Audi Unveils Its New, Tesla-Fighting Electric Sports Car—And It’s a Stunner


Audi just unveiled its latest production vehicle, and it’s a stunner. The Audi e-tron GT is a battery-powered, all-electric sports car, with—in top-performing $140,000 RS guise—motors on the front and rear axles capable of producing 637 horsepower. This provides the sporty four-door with the ability to accelerate from zero to 60 m.p.h. in about three seconds. If you’re not quite so aggressive with the go pedal, it should also be able to eke out well over 200 miles of range on a charge.

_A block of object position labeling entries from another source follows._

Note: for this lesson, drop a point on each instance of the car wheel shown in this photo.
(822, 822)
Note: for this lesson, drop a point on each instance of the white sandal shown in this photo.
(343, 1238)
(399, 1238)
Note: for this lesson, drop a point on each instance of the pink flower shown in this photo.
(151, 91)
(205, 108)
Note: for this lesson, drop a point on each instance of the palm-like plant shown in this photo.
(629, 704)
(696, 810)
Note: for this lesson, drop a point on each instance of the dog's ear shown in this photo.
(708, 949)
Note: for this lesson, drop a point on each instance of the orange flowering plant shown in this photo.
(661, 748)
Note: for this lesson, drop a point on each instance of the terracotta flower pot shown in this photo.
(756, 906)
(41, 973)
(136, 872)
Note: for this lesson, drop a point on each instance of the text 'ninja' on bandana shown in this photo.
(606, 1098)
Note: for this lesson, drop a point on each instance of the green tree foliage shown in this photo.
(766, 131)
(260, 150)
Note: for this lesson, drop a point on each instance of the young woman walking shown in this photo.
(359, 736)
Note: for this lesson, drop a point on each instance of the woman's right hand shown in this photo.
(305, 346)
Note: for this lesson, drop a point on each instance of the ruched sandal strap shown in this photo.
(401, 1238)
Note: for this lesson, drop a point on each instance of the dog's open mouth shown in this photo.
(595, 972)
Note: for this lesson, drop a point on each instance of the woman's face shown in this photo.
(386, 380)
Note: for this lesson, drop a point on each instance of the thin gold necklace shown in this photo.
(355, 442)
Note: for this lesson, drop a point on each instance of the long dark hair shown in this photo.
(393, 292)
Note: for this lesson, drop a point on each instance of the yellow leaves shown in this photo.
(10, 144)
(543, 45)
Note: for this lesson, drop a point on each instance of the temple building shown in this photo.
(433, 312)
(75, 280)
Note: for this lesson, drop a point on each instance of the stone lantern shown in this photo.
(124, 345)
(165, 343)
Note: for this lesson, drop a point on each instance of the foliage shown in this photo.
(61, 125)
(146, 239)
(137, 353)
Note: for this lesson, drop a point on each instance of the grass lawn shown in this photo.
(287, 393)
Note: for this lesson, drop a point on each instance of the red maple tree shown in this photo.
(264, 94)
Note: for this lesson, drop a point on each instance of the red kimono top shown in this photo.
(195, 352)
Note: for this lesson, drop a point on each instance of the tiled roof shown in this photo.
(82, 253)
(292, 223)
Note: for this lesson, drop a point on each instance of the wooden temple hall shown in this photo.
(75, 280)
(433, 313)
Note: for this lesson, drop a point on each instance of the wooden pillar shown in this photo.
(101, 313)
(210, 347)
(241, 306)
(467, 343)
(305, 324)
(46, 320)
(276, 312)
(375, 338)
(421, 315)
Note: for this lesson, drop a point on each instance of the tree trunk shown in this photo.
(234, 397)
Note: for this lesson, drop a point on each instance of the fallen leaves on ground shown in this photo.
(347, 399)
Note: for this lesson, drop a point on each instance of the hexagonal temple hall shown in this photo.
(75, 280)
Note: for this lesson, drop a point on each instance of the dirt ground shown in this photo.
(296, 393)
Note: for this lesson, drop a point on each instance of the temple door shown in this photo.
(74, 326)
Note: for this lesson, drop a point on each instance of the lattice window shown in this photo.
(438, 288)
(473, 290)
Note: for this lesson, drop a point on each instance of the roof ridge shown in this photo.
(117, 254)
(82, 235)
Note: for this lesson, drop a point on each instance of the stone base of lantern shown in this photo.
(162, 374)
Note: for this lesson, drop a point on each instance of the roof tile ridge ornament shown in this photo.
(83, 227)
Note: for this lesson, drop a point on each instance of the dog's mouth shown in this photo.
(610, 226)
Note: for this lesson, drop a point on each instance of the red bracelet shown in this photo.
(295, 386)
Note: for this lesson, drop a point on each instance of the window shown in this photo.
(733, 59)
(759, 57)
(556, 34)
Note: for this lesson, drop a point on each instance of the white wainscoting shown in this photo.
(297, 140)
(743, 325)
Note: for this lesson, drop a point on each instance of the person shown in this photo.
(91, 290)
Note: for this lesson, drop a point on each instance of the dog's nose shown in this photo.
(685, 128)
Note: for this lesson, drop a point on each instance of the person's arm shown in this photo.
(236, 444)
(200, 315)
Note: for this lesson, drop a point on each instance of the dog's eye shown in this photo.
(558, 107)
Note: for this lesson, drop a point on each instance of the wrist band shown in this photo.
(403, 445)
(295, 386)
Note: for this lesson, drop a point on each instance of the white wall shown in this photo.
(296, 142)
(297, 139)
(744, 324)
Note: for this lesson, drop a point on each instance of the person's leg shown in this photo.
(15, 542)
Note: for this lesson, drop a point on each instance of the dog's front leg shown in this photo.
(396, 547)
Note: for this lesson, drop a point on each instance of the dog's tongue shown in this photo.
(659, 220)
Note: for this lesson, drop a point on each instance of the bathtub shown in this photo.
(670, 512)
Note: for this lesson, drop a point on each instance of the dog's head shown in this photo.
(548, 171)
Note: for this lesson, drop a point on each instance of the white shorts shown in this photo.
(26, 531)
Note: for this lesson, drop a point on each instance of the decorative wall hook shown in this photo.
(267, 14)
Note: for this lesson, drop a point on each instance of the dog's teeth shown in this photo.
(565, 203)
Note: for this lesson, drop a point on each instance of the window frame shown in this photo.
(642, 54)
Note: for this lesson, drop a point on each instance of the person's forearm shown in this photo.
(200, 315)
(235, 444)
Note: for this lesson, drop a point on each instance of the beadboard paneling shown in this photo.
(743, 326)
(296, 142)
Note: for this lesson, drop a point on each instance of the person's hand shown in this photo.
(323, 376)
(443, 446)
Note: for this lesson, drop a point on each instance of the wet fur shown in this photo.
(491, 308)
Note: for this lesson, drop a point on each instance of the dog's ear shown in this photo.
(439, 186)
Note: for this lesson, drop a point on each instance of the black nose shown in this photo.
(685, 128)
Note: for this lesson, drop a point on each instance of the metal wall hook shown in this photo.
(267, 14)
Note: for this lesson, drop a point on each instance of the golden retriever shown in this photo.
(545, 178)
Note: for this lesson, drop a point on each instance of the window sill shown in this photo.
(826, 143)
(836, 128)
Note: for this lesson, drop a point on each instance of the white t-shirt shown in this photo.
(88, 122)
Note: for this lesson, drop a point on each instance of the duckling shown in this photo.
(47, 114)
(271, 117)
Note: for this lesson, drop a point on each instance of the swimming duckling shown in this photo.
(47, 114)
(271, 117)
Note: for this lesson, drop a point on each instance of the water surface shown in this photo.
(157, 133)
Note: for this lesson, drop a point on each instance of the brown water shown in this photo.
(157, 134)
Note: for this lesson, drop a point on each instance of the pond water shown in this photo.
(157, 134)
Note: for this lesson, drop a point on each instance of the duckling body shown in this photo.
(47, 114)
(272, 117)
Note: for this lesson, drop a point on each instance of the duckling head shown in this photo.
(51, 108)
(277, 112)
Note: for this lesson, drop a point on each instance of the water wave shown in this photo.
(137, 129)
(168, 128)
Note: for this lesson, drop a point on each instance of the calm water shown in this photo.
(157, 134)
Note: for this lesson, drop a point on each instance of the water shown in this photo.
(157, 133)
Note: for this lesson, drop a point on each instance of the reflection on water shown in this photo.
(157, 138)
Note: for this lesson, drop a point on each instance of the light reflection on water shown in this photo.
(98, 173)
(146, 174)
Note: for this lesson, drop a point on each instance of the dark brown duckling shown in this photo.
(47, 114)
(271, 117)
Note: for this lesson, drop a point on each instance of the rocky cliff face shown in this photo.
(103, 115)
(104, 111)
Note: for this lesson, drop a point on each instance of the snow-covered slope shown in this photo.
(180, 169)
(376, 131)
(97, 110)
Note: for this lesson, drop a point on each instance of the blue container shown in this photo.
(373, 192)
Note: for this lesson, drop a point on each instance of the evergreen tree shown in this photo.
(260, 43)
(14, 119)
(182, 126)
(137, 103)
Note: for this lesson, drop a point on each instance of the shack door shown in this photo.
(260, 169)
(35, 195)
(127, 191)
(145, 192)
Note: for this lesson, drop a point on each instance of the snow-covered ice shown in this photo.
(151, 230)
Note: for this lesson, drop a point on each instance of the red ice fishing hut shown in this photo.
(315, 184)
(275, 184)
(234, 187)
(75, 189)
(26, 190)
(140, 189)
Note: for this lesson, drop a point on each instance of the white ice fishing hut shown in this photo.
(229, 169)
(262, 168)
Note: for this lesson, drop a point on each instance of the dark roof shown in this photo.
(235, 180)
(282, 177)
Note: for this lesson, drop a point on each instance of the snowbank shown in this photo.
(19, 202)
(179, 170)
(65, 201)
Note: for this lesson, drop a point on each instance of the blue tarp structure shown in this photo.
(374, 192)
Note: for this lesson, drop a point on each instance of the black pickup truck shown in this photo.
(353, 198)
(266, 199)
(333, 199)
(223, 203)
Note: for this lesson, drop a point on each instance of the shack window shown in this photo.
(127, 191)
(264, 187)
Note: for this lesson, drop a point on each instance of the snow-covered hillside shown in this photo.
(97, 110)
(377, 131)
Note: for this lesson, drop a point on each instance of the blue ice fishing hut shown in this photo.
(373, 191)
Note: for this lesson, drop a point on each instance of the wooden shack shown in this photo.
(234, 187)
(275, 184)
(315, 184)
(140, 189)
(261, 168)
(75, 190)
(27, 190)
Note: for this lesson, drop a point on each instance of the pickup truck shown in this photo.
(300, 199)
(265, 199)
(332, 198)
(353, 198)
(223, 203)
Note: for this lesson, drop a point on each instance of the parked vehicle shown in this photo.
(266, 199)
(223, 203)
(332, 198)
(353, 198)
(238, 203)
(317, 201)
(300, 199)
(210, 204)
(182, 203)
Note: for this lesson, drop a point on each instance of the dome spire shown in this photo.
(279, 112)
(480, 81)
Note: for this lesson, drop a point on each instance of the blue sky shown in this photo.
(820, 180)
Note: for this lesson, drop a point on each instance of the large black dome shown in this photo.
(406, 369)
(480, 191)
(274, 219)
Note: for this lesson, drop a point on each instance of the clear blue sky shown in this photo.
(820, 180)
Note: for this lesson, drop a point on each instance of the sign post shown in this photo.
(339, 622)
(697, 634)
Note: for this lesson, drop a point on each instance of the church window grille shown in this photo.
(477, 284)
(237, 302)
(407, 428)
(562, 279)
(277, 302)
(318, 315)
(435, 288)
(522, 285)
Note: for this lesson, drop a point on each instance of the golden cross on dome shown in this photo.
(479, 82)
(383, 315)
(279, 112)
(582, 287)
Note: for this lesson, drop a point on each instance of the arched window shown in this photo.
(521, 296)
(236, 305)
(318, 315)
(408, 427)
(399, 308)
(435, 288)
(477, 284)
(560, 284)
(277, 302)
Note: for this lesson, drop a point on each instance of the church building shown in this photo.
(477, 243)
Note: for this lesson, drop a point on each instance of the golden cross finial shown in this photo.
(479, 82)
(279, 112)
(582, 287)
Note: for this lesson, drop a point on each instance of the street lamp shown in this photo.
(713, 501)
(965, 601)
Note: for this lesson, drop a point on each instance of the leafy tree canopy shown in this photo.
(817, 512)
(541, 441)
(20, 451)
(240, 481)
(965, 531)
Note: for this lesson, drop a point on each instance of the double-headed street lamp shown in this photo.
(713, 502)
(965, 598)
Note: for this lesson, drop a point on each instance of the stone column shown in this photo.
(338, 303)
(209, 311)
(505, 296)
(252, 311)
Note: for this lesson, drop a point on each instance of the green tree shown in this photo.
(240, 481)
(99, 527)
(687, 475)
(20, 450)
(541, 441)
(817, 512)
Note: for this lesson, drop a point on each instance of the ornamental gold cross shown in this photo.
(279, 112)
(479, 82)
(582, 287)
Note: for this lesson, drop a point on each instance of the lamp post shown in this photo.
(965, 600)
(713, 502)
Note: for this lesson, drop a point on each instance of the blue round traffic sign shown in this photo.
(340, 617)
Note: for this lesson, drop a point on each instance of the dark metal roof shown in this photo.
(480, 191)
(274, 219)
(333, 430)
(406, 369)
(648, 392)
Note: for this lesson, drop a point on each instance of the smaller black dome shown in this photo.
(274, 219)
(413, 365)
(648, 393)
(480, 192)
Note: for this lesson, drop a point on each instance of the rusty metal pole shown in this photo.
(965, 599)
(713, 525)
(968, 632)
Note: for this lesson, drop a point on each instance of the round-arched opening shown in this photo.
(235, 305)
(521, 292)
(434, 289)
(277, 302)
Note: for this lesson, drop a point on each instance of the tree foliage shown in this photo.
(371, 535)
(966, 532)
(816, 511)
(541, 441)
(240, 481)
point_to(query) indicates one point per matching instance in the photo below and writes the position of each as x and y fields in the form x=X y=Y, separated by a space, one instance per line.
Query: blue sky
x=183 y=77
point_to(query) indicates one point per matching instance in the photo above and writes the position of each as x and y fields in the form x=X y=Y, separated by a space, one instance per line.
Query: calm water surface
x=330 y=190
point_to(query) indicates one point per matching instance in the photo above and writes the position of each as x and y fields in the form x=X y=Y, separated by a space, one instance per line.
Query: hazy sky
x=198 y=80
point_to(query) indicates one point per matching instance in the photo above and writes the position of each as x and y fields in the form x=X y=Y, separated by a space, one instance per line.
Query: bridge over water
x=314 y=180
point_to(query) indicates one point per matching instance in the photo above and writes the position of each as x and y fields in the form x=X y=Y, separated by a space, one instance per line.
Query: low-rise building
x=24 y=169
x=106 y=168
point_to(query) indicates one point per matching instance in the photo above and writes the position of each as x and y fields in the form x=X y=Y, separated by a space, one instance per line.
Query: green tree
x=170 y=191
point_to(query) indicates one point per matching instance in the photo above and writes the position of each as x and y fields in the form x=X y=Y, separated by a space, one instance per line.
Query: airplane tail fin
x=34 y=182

Expansion of its electric vehicle (EV) lineup—which currently consists of the pedestrian-looking e-tron SUV—is a top priority for Audi, which for years has staked out a position as a forward-thinking luxury brand, quick to embrace new forms and tech. “Fifty years ago, Audi was nothing compared to our main competitors Mercedes and BMW,” says Marc Lichte, the brand’s global design director. “And the reason why Audi became successful was that Audi made some really bold and progressive decisions.” For Lichte, these include universal implementation of the marque’s Quattro four-wheel-drive system, its use of lightweight aluminum in the underpinnings of its cars, and its abidance of advanced aerodynamics, as in the radical Audi 5000 of the 1980s.

Designing an all-electric vehicle was liberating for Audi’s design director.

Designing an EV—without the constraints of such hard points as an engine, transmission, exhaust system, or gas tank—was liberating for Lichte. “I’ve done with my team more than 100 cars. But e-tron GT is the highlight,” Lichte says. This is because it encompasses many of the elements that car designers often include in concept cars—vehicles meant to foretell an evanescent automotive future. “We like to sketch cars like this: big wheels, short front and rear overhangs, low cabin, long wheelbase,” says Lichte. “This is dream proportions, and this dream became a reality with this package.”

Not that the design was without difficulties: “We wanted to come up with a very low car. But there is this huge battery pack in the floor. So the challenge was to find a technical solution to find space for the rear passengers,” Lichte says. “The solution was that the battery pack isn’t all one layer, like a chocolate bar. It has different layers.” So it is recessed where rear passengers’ feet will go, and is thicker under their seat. This allows the car to be two inches lower than the already sporty Audi A7 sports sedan.